Background: Bloodstream infection (BSI) caused by carbapenem-resistant Enterobacteriaceae are potentially life-threatening related to poorer outcomes. Colistin is considered one of the last-resort treatments against human infections caused by multidrug-resistant (MDR) Gram-negative bacteria. Therefore, emergence of strains from the blood that co-harboring mcr and carbapenem resistance genes were considered as a serious problem. Purpose: In this study, two mcr-9-harboring MDR Enterobacter cloacae isolates BSI034 and BSI072 recovered from BSI patients were identified, one of which co-harbored mcr-9 and blaNDM-1. The genetic characteristics of the MDR plasmid needed to be clarified. Methods: S1-PFGE and Southern blotting were conducted to determine the location of mcr-9. Whole-genome sequencing was performed to obtain the complete genome and plasmid sequences. The resistome and virulence genes of the strains, accompanied by the genetic characteristics of mcr-9- and blaNDM-1-harboring plasmids, were analyzed. Results: Whole-genome sequencing showed that BSI034 harbored mcr-9-carrying IncHI2-type pBSI034-MCR9 and blaNDM-1-carrying IncX3-type pBSI034-NDM1. The 278,517 bp pBSI034-MCR9 carried mcr-9 along with the other 19 resistance genes. mcr-9 was flanked by IS903B (1057 bp) and IS26 (820 bp) in the same orientation.
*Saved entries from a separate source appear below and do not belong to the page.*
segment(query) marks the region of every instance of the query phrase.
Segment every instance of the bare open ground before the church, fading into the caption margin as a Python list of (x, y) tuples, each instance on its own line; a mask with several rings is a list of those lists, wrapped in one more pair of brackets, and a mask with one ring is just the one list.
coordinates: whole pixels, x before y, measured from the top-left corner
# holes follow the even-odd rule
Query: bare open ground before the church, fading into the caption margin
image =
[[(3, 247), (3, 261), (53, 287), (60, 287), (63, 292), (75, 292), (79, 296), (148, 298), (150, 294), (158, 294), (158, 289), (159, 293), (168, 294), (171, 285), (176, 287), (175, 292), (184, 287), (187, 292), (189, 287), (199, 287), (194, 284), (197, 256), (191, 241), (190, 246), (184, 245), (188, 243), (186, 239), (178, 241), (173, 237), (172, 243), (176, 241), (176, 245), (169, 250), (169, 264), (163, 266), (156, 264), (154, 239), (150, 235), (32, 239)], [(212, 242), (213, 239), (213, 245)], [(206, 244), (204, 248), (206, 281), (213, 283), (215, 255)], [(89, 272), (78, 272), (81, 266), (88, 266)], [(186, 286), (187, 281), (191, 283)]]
In addition to resistance genes, strain BSI034 also carried a chromosome-located Yersinia high-pathogenicity island, which harbored genes of yersiniabactin biosynthesis operon ybtSXQPAUTE, irp1/2, and fyuA. Conclusion: We described the complete genome and mcr-9/blaNDM-1-co-harboring plasmid of E. cloacae from a BSI patient. Notable differences were observed within mosaic modules between pBSI034-MCR9 and other mcr-9-harboring plasmids due to extensive recombination via horizontal gene transfer.
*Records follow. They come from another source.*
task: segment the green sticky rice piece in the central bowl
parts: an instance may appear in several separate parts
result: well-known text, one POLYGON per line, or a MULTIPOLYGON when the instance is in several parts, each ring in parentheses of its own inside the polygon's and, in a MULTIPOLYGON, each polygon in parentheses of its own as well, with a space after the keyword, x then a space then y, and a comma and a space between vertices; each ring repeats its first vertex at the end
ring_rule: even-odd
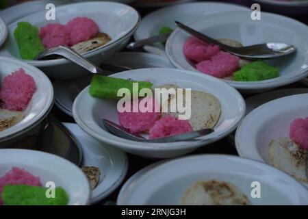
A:
POLYGON ((127 88, 133 93, 133 83, 138 83, 138 92, 142 88, 151 89, 153 83, 147 81, 130 81, 127 79, 120 79, 114 77, 106 77, 103 75, 94 75, 92 77, 89 93, 91 96, 101 99, 121 99, 123 96, 118 96, 118 90, 127 88))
Bloodstream infections (BSIs) caused by carbapenem-resistant Klebsiella pneumoniae (CRKP) are potentially life-threatening and an urgent threat to public health. The present study aims to clarify the characteristics of carbapenemase-encoding and virulent plasmids, and their interactions with the host bacterium. A total of 425 Kp isolates were collected from the blood of BSI patients from nine Chinese hospitals, between 2005 and 2019. Integrated epidemiological and genomic data showed that ST11 and ST307 Kp isolates were associated with nosocomial outbreak and transmission. Comparative analysis of 147 Kp genomes and 39 completely assembled chromosomes revealed extensive interruption of acrR by ISKpn26 in all Kp carbapenemase-2 (KPC-2)-producing ST11 Kp isolates, leading to activation of the AcrAB-Tolc multidrug efflux pump and a subsequent reduction in susceptibility to the last-resort antibiotic tigecycline and six other antibiotics. We described 29 KPC-2 plasmids showing diverse structures, two virulence plasmids in two KPC-2-producing Kp, and two novel multidrug-resistant (MDR)-virulent plasmids. This study revealed a multifactorial impact of KPC-2 plasmid on Kp, which may be associated with nosocomial dissemination of MDR isolates.